While working this out, I naturally came up with predictions for what will happen in all of the future primaries. So let’s look at some of that.
In South Carolina, according to my model, if Clinton’s strategy holds, she will win 29 delegates, and Sanders will win 24 delegates. If the Sanders strategy pertains, they will tie, or possibly, Clinton will win one more delegate than Sanders.
Who will win the Super Tuesday primaries?
The following table shows the results predicted by this model, for both the Clinton-favored and Sanders-favored versions, for all the Super Tuesday state primaries or caucuses.
The Clinton-favored model suggests that Clinton will win six out of 11 primaries, and take the majority of uncommitted delegates. The Sanders-favored model suggests that Sanders will take 9 out of 11 primaries, and win the majority of uncommitted delegates.
Notice that I put Vermont in Italics, because Sanders is likely to win big in Vermont no matter what happens.

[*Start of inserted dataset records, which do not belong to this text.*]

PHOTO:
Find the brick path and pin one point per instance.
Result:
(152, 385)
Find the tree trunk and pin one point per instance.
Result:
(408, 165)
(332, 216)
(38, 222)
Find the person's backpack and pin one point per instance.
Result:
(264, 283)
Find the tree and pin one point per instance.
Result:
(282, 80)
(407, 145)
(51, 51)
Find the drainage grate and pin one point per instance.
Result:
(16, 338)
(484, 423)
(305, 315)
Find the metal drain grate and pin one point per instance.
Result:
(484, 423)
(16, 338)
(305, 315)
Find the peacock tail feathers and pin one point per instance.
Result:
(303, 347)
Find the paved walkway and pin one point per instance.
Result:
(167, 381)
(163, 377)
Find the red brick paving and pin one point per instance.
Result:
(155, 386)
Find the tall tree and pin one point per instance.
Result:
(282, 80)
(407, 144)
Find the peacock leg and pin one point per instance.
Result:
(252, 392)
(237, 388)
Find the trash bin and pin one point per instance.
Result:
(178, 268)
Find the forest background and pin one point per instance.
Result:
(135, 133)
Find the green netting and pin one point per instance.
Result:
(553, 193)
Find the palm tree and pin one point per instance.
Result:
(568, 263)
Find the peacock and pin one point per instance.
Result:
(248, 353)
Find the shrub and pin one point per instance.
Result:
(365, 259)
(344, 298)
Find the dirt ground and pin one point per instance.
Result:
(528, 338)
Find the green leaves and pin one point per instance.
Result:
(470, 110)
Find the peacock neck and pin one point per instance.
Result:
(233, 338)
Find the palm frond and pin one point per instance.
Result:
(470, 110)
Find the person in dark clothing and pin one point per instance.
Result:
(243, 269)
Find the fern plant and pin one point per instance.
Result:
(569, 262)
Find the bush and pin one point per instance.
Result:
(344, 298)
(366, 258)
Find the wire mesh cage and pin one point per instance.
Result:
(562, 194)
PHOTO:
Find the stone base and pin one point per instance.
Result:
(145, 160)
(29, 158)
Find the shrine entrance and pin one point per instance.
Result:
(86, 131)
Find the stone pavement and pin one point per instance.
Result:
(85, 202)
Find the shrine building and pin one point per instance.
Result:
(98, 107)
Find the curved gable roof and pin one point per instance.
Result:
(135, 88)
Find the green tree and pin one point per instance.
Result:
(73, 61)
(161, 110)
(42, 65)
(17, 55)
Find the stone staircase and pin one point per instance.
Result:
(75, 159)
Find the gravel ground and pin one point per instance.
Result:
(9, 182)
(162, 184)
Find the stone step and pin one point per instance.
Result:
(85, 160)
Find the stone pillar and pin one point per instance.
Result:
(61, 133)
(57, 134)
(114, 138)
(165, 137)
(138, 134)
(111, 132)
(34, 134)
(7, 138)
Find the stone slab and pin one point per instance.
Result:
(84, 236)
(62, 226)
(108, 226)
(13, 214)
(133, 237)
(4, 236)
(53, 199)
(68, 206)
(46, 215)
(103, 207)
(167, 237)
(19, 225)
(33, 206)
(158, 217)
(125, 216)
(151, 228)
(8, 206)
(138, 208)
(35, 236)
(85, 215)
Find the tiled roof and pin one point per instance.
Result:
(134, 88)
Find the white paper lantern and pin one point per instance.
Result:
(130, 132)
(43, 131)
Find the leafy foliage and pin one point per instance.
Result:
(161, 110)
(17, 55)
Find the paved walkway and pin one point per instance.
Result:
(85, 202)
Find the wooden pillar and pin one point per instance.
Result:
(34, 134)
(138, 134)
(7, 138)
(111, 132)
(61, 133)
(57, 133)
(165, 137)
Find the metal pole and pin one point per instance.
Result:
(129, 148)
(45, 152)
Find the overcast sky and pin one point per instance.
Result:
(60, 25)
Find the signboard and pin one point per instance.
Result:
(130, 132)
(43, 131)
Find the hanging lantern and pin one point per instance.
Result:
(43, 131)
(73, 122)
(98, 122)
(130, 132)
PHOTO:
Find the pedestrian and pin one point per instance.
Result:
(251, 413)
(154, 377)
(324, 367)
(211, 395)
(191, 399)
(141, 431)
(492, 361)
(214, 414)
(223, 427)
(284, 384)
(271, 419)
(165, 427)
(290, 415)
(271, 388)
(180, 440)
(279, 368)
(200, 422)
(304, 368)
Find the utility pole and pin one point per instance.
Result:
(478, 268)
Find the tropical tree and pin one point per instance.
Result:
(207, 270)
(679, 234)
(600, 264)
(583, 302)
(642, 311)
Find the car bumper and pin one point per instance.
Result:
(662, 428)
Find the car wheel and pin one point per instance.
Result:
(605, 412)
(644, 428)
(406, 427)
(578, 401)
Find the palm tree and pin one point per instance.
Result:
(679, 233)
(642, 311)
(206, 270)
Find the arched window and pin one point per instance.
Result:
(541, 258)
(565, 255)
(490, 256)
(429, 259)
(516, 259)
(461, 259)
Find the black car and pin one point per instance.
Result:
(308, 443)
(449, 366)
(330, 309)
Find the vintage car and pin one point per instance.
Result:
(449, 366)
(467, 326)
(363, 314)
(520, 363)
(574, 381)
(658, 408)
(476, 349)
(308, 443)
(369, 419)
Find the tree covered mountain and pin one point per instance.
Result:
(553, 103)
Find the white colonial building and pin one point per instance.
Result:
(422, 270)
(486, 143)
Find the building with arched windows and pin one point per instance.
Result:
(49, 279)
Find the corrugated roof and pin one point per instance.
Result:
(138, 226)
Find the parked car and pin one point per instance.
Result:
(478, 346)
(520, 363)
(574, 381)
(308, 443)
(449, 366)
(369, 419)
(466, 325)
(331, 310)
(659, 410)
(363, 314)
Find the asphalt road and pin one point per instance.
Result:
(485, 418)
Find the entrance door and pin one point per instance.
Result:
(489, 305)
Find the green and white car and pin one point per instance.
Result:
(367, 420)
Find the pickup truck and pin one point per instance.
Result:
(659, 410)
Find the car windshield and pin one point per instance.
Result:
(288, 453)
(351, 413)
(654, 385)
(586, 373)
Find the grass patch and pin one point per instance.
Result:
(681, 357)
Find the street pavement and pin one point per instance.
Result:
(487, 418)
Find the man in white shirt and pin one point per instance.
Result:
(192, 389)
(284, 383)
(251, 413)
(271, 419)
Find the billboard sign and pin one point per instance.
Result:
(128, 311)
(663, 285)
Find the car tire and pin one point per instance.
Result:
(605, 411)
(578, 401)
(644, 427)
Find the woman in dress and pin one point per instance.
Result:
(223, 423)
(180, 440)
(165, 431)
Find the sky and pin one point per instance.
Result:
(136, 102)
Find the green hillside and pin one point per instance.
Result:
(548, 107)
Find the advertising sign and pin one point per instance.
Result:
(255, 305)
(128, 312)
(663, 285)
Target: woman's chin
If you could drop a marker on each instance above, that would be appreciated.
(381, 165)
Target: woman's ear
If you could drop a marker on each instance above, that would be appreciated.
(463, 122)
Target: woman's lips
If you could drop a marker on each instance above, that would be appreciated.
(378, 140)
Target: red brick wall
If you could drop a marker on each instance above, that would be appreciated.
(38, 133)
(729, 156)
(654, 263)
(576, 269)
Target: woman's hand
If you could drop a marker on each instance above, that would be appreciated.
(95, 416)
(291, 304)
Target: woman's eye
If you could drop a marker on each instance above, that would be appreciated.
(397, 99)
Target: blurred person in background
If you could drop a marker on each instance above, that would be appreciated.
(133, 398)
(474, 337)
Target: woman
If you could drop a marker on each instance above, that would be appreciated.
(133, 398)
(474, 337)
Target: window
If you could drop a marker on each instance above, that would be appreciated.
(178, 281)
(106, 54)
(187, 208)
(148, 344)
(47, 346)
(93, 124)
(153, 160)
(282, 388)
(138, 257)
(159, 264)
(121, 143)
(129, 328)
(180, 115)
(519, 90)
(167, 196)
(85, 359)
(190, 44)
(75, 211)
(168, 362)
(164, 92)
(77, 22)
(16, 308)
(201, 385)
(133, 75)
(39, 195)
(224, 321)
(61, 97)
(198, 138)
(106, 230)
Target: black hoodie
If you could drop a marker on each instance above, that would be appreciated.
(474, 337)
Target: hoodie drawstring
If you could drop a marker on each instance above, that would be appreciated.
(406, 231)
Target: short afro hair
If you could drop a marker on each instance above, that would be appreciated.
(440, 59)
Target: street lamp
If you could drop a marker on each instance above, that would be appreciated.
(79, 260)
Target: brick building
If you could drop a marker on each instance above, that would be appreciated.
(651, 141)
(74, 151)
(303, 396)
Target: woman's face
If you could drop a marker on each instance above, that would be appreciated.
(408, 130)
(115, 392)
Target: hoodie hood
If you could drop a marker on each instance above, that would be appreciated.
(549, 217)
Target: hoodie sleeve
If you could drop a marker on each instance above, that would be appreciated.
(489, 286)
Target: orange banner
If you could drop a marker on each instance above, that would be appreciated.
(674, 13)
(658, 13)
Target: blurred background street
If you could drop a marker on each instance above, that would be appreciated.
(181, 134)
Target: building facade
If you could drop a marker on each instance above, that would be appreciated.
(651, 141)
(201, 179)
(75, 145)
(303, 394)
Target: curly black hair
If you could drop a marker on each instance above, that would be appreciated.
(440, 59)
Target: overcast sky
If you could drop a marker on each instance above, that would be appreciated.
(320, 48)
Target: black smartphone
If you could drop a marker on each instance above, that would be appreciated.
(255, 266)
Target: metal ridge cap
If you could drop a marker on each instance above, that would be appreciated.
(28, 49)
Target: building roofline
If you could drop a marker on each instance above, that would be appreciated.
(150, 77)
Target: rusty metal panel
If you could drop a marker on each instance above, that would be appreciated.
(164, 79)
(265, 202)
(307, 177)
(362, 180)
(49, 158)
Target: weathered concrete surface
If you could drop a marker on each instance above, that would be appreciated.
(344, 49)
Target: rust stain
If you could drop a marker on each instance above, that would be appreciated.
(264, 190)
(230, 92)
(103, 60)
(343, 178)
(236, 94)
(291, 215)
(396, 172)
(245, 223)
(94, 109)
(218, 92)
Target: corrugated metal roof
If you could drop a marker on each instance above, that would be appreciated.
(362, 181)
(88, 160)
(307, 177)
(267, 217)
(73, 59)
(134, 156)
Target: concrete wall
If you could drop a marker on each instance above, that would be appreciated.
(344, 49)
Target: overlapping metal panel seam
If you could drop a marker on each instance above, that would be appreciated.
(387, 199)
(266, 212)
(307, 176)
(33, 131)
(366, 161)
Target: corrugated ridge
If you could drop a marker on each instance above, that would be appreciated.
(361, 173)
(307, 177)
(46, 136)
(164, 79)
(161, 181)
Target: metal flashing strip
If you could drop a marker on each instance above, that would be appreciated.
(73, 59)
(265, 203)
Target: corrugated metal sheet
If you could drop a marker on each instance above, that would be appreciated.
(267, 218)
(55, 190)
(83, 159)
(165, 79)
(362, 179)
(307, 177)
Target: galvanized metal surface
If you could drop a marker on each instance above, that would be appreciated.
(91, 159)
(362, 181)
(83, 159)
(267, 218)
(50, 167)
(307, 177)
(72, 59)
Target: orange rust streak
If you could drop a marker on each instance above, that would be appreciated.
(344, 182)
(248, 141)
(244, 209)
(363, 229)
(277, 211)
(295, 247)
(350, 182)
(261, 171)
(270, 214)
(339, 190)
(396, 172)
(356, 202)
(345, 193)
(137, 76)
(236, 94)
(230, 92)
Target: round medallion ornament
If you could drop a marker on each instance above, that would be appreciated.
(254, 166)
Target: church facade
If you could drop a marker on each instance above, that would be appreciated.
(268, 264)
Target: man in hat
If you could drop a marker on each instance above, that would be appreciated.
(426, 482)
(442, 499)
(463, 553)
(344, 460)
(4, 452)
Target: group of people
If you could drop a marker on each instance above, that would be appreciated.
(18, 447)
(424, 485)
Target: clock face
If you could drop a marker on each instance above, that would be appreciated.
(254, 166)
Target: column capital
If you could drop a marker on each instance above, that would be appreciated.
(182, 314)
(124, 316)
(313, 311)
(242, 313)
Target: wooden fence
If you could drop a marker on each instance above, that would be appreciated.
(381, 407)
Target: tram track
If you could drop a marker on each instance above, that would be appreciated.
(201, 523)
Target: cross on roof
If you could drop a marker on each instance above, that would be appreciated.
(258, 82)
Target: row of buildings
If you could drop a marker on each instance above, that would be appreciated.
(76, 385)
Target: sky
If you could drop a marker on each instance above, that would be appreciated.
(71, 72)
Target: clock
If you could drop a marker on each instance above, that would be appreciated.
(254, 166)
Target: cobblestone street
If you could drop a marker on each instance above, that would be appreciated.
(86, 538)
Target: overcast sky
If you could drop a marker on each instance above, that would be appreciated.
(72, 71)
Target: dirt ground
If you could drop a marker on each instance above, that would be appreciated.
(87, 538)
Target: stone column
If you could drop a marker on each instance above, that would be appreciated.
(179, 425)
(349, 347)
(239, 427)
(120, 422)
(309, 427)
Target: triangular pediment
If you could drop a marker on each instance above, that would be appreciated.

This underscores the nature of this model in an important way. I’m not using any data from the actual states, other than the ethnic mix from census data, with an adjustment applied to produce an estimate of Democratic Party membership across ethnic groups. That estimate is based on national data as well as data specifically form Virginia, to provide some empirical basis.
I suspect most people will have two responses to this table. First, they will say that a model that incorporates Clinton’s strategic expectations should have her winning more. Second, they will say that all the numbers, for all states and all models, are too close.
These are both legitimate complaints about my model, and will explain why it will turn out to be totally wrong. Or, they are suppositions people are making that are totally wrong, and when my model turns out to be uncannily accurate, those suppositions will have to be put aside for the rest of the primary season. (Or, some other outcome happens.)
I will restate this: I’m looking for Super Tuesday to provide the best empirical data to make this model work for the rest of the primary season. But, in the meantime, this seemed like an interesting result to let you know about.